Late Monday, FBI investigators searched Broadwell's residence in Charlotte, North Carolina, an action that officials said occurred with Broadwell's consent.

Attempts to reach Broadwell, who has remained mainly out of the public eye, have been unsuccessful. She was seen late Tuesday at her brother's home in Washington, D.C.

During the FBI investigation that led to the discovery of the affair between Petraeus and Broadwell, both individuals denied that Petraeus had supplied her with any classified information and the FBI accepted those explanations, law enforcement sources have said.

CRIMINAL CHARGES UNLIKELY

Law enforcement officials also have said that they believe the continuing FBI probe into the matter is likely to end without criminal charges. If Broadwell is found to have mishandled classified information, she could face action under administrative security regulations.

Still, the latest developments could quash hopes among some at the Justice Department and in Congress for a quick end to a scandal that this week also ensnared the commander of U.S. and NATO forces in Afghanistan, Marine General John Allen.

Petraeus has made no public statement since he announced his resignation as CIA chief on Friday.

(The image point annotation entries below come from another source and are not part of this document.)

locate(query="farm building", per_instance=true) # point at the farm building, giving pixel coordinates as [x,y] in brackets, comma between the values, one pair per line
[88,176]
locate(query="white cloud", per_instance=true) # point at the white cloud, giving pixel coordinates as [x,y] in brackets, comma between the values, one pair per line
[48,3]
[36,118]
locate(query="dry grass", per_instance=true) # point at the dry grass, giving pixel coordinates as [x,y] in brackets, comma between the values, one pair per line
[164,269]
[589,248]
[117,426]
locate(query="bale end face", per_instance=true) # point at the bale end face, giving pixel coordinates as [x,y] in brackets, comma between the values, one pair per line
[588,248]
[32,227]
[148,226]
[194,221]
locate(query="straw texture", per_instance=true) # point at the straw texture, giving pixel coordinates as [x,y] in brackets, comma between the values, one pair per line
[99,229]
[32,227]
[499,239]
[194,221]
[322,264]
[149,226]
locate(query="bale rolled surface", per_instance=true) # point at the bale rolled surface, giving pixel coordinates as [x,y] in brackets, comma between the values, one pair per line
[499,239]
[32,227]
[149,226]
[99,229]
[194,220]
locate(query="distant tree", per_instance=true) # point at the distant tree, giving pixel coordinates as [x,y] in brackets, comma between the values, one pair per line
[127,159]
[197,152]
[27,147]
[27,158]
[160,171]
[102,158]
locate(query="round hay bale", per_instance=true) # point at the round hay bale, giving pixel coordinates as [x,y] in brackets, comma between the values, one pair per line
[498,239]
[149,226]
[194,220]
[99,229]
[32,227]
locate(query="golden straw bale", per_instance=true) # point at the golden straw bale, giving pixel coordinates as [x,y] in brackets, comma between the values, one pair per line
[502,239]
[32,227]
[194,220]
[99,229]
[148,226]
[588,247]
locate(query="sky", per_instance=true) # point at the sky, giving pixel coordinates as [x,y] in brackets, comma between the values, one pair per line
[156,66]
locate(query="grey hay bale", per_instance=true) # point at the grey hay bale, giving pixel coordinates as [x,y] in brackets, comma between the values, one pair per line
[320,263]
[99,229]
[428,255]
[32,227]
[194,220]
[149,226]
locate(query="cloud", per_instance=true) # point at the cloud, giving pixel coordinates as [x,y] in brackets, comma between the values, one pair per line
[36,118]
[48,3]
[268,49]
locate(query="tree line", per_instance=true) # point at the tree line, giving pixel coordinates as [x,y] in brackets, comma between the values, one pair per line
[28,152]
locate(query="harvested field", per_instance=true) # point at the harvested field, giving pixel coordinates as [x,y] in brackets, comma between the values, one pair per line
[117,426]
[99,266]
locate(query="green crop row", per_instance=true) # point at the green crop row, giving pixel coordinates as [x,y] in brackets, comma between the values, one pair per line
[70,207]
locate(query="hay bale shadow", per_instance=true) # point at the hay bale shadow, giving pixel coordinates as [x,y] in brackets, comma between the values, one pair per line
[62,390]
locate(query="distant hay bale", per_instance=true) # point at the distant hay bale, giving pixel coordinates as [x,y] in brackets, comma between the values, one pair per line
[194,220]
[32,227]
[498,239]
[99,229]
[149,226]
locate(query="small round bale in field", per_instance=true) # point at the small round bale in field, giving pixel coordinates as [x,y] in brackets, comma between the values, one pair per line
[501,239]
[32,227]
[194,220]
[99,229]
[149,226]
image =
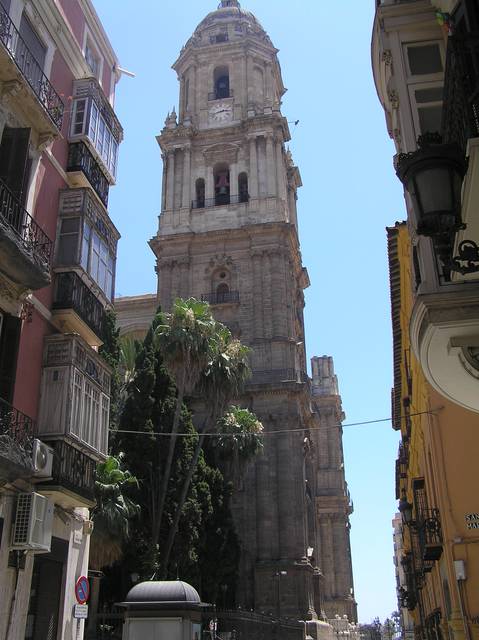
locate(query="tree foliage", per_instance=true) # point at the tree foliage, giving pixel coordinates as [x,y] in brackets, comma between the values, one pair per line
[112,513]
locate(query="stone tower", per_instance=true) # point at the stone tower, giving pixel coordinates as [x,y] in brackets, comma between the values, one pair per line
[333,503]
[228,234]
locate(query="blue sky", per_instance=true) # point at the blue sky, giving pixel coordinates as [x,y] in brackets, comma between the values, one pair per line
[350,195]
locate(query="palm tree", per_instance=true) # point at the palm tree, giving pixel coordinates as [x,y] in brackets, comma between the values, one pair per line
[239,440]
[222,379]
[184,342]
[112,514]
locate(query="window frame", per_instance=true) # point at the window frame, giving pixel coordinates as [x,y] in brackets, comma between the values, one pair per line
[415,106]
[89,42]
[410,76]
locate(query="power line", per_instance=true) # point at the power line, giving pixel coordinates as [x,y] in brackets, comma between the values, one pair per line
[271,433]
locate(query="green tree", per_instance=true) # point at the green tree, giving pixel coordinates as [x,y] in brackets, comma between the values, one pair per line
[239,440]
[221,380]
[183,339]
[112,513]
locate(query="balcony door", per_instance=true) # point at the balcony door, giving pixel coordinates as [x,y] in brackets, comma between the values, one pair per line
[14,161]
[10,327]
[46,593]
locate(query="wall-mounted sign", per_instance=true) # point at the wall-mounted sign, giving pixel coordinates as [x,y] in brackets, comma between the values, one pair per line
[472,520]
[80,611]
[82,590]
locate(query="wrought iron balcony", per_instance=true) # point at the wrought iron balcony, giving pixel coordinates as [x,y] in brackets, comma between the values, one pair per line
[17,432]
[221,298]
[80,159]
[272,376]
[461,91]
[25,249]
[30,69]
[72,293]
[220,95]
[219,201]
[73,471]
[430,535]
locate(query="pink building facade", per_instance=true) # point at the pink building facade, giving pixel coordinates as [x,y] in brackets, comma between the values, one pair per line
[59,141]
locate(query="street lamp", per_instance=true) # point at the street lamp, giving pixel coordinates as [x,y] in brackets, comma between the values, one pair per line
[433,177]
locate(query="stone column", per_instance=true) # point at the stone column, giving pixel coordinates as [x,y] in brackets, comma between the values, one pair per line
[170,193]
[250,79]
[269,83]
[209,183]
[164,283]
[234,179]
[164,157]
[270,166]
[253,168]
[280,170]
[186,197]
[267,296]
[193,101]
[184,272]
[257,294]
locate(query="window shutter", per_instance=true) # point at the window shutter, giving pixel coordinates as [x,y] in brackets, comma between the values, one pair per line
[8,355]
[13,159]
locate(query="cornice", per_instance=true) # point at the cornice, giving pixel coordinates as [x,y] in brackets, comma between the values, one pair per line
[59,29]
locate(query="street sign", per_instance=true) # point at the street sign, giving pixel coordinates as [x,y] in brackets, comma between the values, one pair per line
[80,611]
[82,590]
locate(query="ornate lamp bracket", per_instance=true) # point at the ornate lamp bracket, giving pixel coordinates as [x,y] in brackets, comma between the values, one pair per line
[467,260]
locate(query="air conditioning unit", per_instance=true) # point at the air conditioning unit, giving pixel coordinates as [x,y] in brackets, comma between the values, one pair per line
[33,523]
[42,459]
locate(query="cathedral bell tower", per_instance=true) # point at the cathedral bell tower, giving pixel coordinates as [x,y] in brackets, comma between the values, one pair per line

The retired four-star Army general has agreed, however, to testify to Congress about the attack on the U.S. consulate in Benghazi, Libya, that killed four Americans, amid questions over the CIA's actions before, during and after the assault on September 11, 2012.

Senate Intelligence Committee Chairman Dianne Feinstein said Petraeus was willing to testify about the Benghazi attack but the timing had not yet been decided, a spokesman for the California Democrat said.

U.S. lawmakers demanded on Wednesday to know more about the timeline of the FBI's probe into Petraeus' affair with Broadwell.

Representative Lamar Smith, the Texas Republican who heads the House Judiciary Committee, wrote FBI Director Robert Mueller asking for both a timeline and whether Petraeus is the focus of a criminal probe.

There is no protocol in federal law that would have required senior officials - such as Mueller or Attorney General Eric Holder - to inform the president about the Petraeus investigation sooner, a former Justice Department official said.

The most recent written guidance was issued in 2007 by Michael Mukasey, then the attorney general. The Justice Department should advise the White House about a criminal matter "only where it is important for the performance of the president's duties and where appropriate from a law enforcement perspective," the memo reads. It leaves interpretation of those terms to the attorney general and the deputy attorney general.

"It's the quintessential judgment call for an attorney general to decide whether to share this information and when to share it with the White House," the former official said. "But this was Attorney General Holder's call to make."

Earlier on Wednesday, U.S. Defense Secretary Leon Panetta, speaking in Perth, Australia, warned against jumping to conclusions over the actions of Allen, a day after placing him under investigation in connection with the Petraeus scandal.

Allen, who denies any wrongdoing, is being investigated for potentially inappropriate communications with Jill Kelley, a Florida socialite who is at the center of the Petraeus case.

PRAISE FOR ALLEN IN AFGHANISTAN

Panetta defended his decision to refer the case to the Pentagon's inspector general, but praised Allen's work as Afghanistan commander, a position he retains despite the probe.

"No one should leap to any conclusions here," Panetta said. "He certainly has my continued confidence to lead our forces and continue the fight."

Defense officials and people close to Petraeus say neither he nor Allen had a romantic relationship with Kelley, a 37-year-old wife and mother who is described as a prominent presence in military circles in Tampa.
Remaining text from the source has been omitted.